Hi Gianluca,
Can you provide some more specifics?
- What kind of machine are you running on (what CPU, GPU, # cores)?
- What CPU BLAS/LAPACK library are you using?
- What is your target matrix size?
- Do you need eigenvalues only, left eigvecs, right eigvecs, or both?
- The output of MAGMA's testing_zgeev would be helpful (see below).
Matrix size n = 1000 is pretty small for MAGMA. I wouldn't expect it to be able to accelerate; seeing a slow-down compared to LAPACK is not surprising, depending on the CPUs and GPUs.
Note that the non-symmetric eigenvalue problem is memory bound, so it won't get close to the peak flop/s performance of GPUs. In this case, MAGMA is taking advantage of the higher bandwidth of GPU memory vs. CPU memory.
Example with 1 Volta V100-SXM2-32GB GPU and 10 CPU cores, Intel E5-2698 v4 @ 2.20GHz.
# Eigenvalues only, no vectors case (-LN -RN).
magma/testing> export OMP_NUM_THREADS=10
magma/testing> ./testing_zgeev -n 100:900:100 -n 1000:20000:1000 --lapack -LN -RN
% MAGMA 2.9.0 svn 32-bit magma_int_t, 64-bit pointer.
% Compiled for CUDA architectures 70
% CUDA runtime 11080, driver 12070. OpenMP threads 10. MKL 2024.0.2, MKL threads 10.
% device 0: Tesla V100-SXM2-32GB, 1530.0 MHz clock, 32494.1 MiB memory, capability 7.0
% Mon Mar 10 16:24:27 2025
% Usage: ./testing_zgeev [options] [-h|--help]

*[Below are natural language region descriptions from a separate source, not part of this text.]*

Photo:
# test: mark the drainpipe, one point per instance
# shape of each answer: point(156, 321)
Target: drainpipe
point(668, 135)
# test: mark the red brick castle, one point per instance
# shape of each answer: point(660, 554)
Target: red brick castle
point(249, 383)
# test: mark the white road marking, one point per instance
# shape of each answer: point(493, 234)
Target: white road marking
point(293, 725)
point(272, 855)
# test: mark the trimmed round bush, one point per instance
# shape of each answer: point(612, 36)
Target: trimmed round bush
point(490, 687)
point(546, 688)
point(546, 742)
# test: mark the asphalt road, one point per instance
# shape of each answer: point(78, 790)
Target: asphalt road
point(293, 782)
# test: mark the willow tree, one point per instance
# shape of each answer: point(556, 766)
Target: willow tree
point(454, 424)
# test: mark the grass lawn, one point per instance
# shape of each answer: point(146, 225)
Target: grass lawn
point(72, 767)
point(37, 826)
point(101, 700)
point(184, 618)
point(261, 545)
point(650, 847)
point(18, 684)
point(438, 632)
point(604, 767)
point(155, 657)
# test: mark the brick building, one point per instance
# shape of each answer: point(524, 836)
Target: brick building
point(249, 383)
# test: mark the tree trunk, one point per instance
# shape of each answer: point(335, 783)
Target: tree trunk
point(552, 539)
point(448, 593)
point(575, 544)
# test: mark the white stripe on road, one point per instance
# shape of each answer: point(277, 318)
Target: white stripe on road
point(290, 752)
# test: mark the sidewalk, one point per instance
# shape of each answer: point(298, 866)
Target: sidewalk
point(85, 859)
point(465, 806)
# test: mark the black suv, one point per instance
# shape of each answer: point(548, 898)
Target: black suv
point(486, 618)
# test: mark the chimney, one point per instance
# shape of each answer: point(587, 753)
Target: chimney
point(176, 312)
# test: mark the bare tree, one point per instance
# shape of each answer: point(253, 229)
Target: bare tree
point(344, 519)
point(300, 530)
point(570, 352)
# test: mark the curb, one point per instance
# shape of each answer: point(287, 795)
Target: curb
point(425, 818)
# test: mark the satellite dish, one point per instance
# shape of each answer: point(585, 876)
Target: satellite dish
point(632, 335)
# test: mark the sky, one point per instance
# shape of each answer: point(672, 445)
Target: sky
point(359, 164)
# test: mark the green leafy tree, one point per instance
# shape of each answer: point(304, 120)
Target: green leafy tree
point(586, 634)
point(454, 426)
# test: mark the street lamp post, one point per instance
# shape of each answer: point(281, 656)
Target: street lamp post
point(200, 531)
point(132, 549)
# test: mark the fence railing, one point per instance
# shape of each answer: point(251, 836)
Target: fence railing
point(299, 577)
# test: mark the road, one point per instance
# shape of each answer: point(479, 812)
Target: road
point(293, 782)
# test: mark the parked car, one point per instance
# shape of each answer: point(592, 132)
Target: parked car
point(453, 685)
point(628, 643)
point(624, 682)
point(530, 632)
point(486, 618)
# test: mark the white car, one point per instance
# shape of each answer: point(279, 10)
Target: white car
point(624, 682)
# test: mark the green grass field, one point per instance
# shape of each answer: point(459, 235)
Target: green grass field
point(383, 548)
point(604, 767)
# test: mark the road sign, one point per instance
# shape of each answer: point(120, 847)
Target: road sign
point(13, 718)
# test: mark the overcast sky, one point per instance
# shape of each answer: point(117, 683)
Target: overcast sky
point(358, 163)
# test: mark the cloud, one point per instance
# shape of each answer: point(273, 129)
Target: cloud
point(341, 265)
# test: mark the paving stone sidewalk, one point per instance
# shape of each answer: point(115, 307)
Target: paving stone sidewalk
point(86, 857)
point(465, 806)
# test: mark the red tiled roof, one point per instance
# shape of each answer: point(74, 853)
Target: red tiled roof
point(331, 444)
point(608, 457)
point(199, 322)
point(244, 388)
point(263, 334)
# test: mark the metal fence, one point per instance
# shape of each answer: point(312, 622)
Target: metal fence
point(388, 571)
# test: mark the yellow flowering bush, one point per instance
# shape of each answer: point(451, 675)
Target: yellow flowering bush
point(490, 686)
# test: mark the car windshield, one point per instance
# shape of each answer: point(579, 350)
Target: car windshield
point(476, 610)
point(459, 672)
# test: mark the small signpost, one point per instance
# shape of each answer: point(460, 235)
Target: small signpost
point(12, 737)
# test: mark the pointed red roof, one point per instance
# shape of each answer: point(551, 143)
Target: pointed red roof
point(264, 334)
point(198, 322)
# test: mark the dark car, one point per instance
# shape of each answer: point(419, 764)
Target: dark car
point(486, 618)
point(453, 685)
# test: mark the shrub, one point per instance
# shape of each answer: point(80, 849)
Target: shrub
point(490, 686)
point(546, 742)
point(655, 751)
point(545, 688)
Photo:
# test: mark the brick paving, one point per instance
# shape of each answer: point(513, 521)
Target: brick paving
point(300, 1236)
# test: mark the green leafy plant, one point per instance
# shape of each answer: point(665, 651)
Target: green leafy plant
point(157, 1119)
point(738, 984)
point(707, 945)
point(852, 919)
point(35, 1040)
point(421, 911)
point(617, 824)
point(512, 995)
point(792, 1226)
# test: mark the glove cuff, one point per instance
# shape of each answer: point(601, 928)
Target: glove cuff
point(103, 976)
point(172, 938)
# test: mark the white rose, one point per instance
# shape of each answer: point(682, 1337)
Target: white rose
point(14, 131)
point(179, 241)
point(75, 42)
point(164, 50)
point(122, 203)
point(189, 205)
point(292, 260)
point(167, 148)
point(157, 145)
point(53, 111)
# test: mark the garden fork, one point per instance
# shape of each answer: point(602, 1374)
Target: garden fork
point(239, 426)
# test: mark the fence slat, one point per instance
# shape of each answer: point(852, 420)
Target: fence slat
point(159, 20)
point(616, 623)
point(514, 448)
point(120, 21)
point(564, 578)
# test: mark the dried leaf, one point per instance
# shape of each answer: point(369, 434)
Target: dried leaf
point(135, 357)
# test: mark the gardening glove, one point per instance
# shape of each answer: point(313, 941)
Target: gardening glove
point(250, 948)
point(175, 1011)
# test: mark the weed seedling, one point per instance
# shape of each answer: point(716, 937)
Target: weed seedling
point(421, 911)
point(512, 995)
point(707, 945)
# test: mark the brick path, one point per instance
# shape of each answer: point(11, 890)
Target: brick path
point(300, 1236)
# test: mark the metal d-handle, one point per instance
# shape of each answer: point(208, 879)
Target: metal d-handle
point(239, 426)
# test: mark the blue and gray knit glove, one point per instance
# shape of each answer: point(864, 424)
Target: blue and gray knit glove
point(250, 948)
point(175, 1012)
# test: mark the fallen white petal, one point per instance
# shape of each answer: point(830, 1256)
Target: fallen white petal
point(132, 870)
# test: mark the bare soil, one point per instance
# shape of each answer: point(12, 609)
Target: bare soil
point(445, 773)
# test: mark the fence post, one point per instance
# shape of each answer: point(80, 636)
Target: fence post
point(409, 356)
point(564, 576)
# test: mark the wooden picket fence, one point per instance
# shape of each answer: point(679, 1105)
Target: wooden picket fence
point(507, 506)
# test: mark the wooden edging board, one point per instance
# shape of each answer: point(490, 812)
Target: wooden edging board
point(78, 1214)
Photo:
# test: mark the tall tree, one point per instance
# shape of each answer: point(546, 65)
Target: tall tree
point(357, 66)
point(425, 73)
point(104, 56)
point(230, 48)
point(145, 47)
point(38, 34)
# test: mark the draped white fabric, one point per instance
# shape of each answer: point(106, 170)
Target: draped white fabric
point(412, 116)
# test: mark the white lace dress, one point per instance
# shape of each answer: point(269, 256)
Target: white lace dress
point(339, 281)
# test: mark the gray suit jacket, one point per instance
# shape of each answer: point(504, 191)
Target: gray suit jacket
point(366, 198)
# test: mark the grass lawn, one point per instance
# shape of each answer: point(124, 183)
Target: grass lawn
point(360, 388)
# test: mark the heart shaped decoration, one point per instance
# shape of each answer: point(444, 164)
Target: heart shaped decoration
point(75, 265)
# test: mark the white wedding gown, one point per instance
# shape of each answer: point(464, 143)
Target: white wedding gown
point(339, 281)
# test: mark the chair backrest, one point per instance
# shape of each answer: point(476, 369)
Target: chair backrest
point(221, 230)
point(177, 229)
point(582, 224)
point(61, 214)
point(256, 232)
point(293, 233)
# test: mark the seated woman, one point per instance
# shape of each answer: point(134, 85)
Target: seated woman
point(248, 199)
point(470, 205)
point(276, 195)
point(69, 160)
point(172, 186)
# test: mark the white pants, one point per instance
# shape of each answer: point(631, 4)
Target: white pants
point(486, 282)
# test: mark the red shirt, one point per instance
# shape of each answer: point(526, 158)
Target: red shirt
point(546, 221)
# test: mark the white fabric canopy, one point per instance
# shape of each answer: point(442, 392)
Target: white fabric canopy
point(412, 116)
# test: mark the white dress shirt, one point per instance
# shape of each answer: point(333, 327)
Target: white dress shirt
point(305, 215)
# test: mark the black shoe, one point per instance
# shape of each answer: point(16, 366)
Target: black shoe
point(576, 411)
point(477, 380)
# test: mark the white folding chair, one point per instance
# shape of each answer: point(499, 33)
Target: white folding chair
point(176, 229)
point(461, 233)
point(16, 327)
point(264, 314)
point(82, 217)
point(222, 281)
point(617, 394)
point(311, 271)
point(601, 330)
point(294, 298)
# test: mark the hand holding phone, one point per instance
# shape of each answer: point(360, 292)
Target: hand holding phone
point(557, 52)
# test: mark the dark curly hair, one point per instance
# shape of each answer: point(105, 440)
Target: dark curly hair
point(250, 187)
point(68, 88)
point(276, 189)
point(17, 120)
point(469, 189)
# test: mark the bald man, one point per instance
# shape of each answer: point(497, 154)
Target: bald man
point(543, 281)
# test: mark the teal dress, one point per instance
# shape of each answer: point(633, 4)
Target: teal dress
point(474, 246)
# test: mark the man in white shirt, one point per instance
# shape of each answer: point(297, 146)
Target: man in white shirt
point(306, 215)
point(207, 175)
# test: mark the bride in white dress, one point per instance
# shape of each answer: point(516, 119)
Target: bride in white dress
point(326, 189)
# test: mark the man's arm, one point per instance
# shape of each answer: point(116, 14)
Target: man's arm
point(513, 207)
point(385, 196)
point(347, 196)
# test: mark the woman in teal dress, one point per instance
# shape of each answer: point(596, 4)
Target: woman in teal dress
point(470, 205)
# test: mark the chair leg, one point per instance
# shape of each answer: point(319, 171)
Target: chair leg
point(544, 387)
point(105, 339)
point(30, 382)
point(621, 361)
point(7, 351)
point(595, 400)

% jobvl = No vectors, jobvr = No vectors, ngpu = 1
% N CPU Time (sec) GPU Time (sec) |W_magma - W_lapack| / |W_lapack|
%==========================================================================
100 0.02 0.02 1.68e-15 ok
200 0.05 0.05 2.52e-15 ok
300 0.09 0.09 2.84e-15 ok
400 0.15 0.15 2.96e-15 ok
500 0.24 0.23 2.98e-15 ok
600 0.47 0.41 3.49e-15 ok
700 0.59 0.56 3.83e-15 ok
800 0.72 0.66 3.77e-15 ok
900 0.82 0.75 3.52e-15 ok
1000 0.99 0.85 3.54e-15 ok
2000 3.40 2.81 4.38e-15 ok
3000 10.05 7.98 5.21e-15 ok
4000 19.73 13.12 5.41e-15 ok
5000 35.53 19.15 5.53e-15 ok
6000 63.72 33.08 6.75e-15 ok
7000 91.87 43.48 6.70e-15 ok
8000 135.70 58.77 6.76e-15 ok
# Left eigenvectors, no right eigvec (-LV -RN).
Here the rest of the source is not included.